Once again, as had happened in my last post, I was admitted and they sent out the pain specialists to work with me.  They decided to give me a bigger dose of oxycontin, and then morphine for breakthrough pain.  The morphine was administered by me using a pump, also known as Patient Controlled Anesthesia.  This combo worked well during the day, but it was a flop at night.  At night, I would doze off until the pain got worse and woke me up.  At first, I was waking up every 2 hours and I was allowed to hit the button every 30 minutes.  But, as time passed by, the time between hitting the pump steadily decreased.  Eventually, I was awake full time because the pain wasn't being controlled well enough.  I really needed to be on pills that would last longer or I needed to have the docs deliver the pain medicine on a fixed schedule through the PCA device.  But, that wasn't the purpose of the PCA.

So, we switched back to all oral meds, with some occasional morphine for breakthrough pain.  This allowed me to sleep in blocks of 2-3 hours at night and I felt much better.

By now, it was Friday morning.  I'd had my fever on Tuesday, and I went to the hospital on Wednesday.  We knew I had pneumonia and I was on meds for that.  We knew about he blood clot,  But, we still didn't know that cause of the pain.  Was it from the cancer or from the blood clot?  The docs were talking about sending me home on Friday, but I really resisted.  I felt that we didn't know enough yet, and going home would mean that we were just guessing as to what was wrong.  In the end, the docs agreed with me, and I was cleared to stay overnight on Friday night.

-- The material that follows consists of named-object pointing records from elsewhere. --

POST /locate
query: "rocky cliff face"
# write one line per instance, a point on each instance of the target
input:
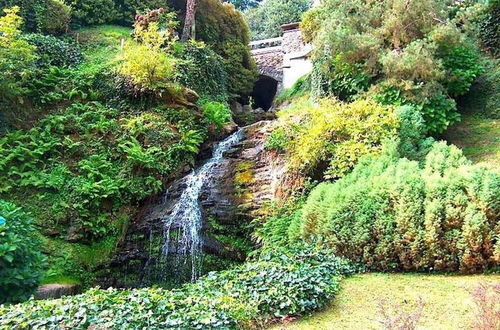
(239, 188)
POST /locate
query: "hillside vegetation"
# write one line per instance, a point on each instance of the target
(389, 149)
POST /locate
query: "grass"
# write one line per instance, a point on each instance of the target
(478, 137)
(448, 303)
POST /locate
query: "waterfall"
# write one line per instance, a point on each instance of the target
(185, 248)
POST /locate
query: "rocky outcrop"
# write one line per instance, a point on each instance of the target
(240, 188)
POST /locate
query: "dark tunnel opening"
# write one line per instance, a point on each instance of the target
(264, 91)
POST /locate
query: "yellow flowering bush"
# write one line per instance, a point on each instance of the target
(333, 135)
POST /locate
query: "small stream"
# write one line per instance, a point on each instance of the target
(182, 247)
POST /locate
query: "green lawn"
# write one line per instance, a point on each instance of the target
(478, 137)
(448, 304)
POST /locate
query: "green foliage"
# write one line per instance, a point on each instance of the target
(277, 140)
(21, 261)
(217, 113)
(202, 70)
(265, 20)
(146, 62)
(244, 4)
(490, 28)
(54, 17)
(47, 16)
(148, 69)
(17, 57)
(285, 283)
(414, 47)
(53, 51)
(391, 213)
(299, 88)
(328, 139)
(224, 28)
(436, 108)
(87, 163)
(484, 97)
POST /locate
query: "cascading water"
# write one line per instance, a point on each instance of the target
(185, 247)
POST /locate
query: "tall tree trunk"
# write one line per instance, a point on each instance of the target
(189, 23)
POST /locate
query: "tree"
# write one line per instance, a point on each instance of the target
(189, 24)
(17, 57)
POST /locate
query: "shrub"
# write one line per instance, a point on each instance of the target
(483, 98)
(54, 17)
(202, 70)
(411, 46)
(328, 139)
(145, 61)
(265, 20)
(490, 28)
(92, 12)
(437, 109)
(149, 69)
(16, 56)
(224, 28)
(217, 113)
(487, 300)
(394, 214)
(128, 9)
(53, 51)
(21, 262)
(275, 286)
(277, 140)
(89, 161)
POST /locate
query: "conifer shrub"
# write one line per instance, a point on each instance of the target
(21, 260)
(287, 282)
(391, 213)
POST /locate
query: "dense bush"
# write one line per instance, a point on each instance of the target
(21, 261)
(54, 17)
(88, 162)
(265, 20)
(47, 16)
(224, 28)
(147, 62)
(413, 47)
(17, 57)
(490, 28)
(217, 113)
(275, 286)
(92, 12)
(329, 138)
(484, 96)
(53, 51)
(201, 69)
(391, 213)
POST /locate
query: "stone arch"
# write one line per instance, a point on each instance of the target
(264, 91)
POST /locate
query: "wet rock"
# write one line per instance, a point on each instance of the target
(190, 95)
(239, 187)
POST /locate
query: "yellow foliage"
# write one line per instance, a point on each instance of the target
(147, 67)
(335, 135)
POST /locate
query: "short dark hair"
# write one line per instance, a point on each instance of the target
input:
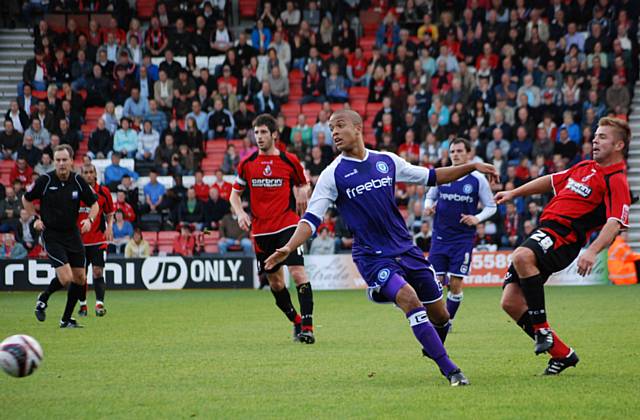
(268, 120)
(467, 143)
(64, 147)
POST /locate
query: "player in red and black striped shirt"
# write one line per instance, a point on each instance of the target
(592, 196)
(277, 188)
(95, 241)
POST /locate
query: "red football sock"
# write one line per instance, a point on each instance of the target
(540, 326)
(559, 349)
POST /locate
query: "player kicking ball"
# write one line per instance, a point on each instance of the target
(273, 178)
(95, 241)
(455, 205)
(361, 183)
(592, 196)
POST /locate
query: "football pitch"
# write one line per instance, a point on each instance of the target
(229, 354)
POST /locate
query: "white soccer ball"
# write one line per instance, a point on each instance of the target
(20, 355)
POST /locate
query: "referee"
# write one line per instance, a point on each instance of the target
(60, 193)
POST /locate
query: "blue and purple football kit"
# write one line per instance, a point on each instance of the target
(452, 241)
(383, 249)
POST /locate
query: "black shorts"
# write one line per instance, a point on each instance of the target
(550, 258)
(267, 244)
(96, 255)
(64, 248)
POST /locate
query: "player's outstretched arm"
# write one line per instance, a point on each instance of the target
(606, 236)
(300, 236)
(452, 173)
(31, 211)
(540, 185)
(302, 194)
(93, 213)
(244, 221)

On Friday afternoon, I had an odd exchange with two doctors that I had never met before.  They were medical oncologists, but they had never treated me before.  They told me that the proton beam radiation with Sloan Kettering would not be happening, but they gave me no reason for this.  I tried to have a discussion with them about it, but they insisted that they were going to call Sloan Kettering, talk to my radiation oncologist, and get my radiation cancelled.  When I pressed them in their role in my care, they said that they were the attending oncologists and that this was their domain.  They didn't defer to my normal oncologist in any way.

I still don't have anything definitive, but I know that one of the docs did call Sloan Kettering to talk to my radiation oncologist there.  They left me a phone message without the name or number of the doctor, and asked me to call back.  I can't call back when I don' t know who it was that called me to begin with.  So, yesterday, I reached out to my local medical oncologist to see if she knew who these doctors are.  No answer so far, but I"m proceeding as if the radiation is going to take place.

On Saturday, after a 3 night stay, I agreed to go home.  I'm still fighting nausea and a lack of appetite, and the pain is still there, but it's more under control right now.

So, once again I'm dealing with an increase in pain medication.  My PCP no longer wants to supply my prescriptions as she feels my dose is too high for her to control.  I see my medical oncologist next week, and I'm going to ask her to take over management of my pain medications.

I'm still in the dark as to the cause of the pain.  I"m guessing that it's a tumor pressing on a nerve, but it could be the blood clot in the lung.  Blood clots in the lung can cause significant pain.

I go to NJ on 1/25 to meet with the docs at ProCure, the proton beam radiation center.  My radiation oncologist from Sloan Kettering will be there that day, to work with them on setting up the beam exactly the way he wants it to be delivered.

And, I have to hope that my pain dissipates or at least remains manageable.  I'm on the edge right now.